The Low Trust Founder May Hit a Wall

One of the most terrifying realizations founders have at some point in the early years is how little they know about the more advanced aspects of scaling consumer brands.

It could be a volley of SPINS jargon thrown at them.

Or a broker’s counter-intuitive suggestion about which accounts to pursue next.

Or vetting and partnering with co-mans to obtain the best product quality outcomes.

These are complex subspecialists in operations, sourcing, and analytics. Even if you’ve run a company before in another industry, CPG has an exceedingly complicated administrative profile as a physical products industry vertical. 

You can learn it, but why try to learn all this yourself? I mean…why do that?

At some point, you have to trust other folks to guide you on specific topics. You can also dedicate time to upskilling yourself in topics that suit you or that you find intrinsically attractive to study.

But occasionally I encounter a low-trust founder who just has to be the expert on everything in their company because it is their company. 

You need to be the intermediate knower of all significant topics, not the expert on everything.

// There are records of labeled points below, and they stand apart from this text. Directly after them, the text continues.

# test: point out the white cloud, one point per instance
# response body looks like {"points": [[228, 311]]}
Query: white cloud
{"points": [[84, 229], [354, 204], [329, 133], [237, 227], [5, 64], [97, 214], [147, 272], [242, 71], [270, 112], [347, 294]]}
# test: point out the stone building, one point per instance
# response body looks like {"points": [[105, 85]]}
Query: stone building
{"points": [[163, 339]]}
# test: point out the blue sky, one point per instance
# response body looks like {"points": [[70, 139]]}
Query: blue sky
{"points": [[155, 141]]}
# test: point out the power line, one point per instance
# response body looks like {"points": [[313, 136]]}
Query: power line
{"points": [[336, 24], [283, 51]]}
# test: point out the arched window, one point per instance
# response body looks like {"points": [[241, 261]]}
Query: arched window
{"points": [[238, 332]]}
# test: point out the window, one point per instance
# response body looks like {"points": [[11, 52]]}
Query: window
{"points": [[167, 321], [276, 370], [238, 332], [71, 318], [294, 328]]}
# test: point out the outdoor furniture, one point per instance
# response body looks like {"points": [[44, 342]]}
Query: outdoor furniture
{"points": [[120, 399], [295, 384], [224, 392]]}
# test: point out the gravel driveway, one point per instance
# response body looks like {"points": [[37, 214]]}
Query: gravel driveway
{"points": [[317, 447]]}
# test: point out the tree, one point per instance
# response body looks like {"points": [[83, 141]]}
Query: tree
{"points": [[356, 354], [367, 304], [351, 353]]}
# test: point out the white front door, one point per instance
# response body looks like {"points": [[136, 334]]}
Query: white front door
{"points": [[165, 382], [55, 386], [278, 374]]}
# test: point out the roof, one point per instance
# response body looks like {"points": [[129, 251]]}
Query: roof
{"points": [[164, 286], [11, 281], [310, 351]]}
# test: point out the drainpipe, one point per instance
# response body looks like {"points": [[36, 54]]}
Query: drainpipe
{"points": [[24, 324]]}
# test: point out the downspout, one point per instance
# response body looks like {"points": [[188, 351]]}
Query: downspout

Expertise has to distribute itself across people who founded and did not found the company. There’s no other way to sustain rapid growth, make it to scale, and keep growing.

Oh, it’s possible, you might get to eight figures being a low-trust know-it-all with a revolving door of leadership…but at some point, people will learn through their networks that “no one can work for that guy.” I know people like this. 

Having a coach observe recordings of meetings is a brilliant way to gain perspective on your overall level of trust. Get on this early if you are growing fast.